The cane lines the river’s edge beneath canyon cliffs in sections of Big Bend that are impossible to reach by vehicle. The closest thing to a fire truck was the two-seat canoes the firefighters used. Their firehouse was a campsite on the Mexican side, where they used satellite phones but set a map at their feet, held down by stones, to plot the day’s fire. Richie Sinkovitz, 35, the burn boss trainee with the National Park Service, used a cane stalk as a pointer.
The American and Mexican fire crew — six members of Los Diablos and several Americans from the Park Service, the Bureau of Land Management and the Texas A&M Forest Service joined by an observer with Mexico’s National Commission of Natural Protected Areas — shared equipment, bottles of hot sauce and tan lines on their sunburned faces marking the shape of their sunglasses.

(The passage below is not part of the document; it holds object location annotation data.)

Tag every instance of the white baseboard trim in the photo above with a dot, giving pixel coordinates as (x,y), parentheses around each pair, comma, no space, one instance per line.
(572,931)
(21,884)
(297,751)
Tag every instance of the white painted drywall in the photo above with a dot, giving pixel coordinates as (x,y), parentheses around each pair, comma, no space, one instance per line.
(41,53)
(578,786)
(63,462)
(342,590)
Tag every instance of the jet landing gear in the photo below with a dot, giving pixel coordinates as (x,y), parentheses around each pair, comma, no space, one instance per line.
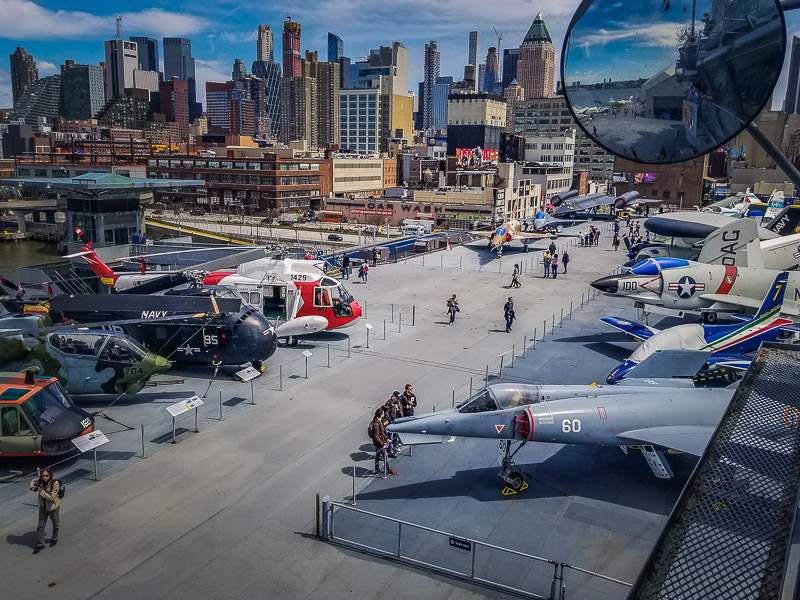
(511,474)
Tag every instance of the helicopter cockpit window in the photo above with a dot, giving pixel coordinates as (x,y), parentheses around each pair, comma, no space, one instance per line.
(482,402)
(322,297)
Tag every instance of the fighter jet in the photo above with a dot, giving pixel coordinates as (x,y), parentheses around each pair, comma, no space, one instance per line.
(652,415)
(674,285)
(728,343)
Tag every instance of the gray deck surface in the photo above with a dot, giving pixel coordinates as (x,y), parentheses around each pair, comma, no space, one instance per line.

Their after-action meetings under the stars shifted between Spanish and English, led by the bilingual Mr. Sinkovitz. The name of the river itself lost its regional identity, with some of the Americans calling it Rio Bravo, as Mexicans do. They wore the same white hard hats, cargo pants and yellow flame-resistant shirts speckled with dots of black ash. It was hard to tell them apart at a distance, just as it was hard to see, along a bend in the river, where Texas ends and Mexico begins.
“We’re all here for the same reason; be it a prescribed fire or a wildfire, it’s to keep each other safe and get the job done,’’ said Ezra Engleson, 32, who works for the land management bureau in New Mexico and served as the ignitions specialist on the project. “We’re all firefighters. It’s kind of that brotherhood of fire.”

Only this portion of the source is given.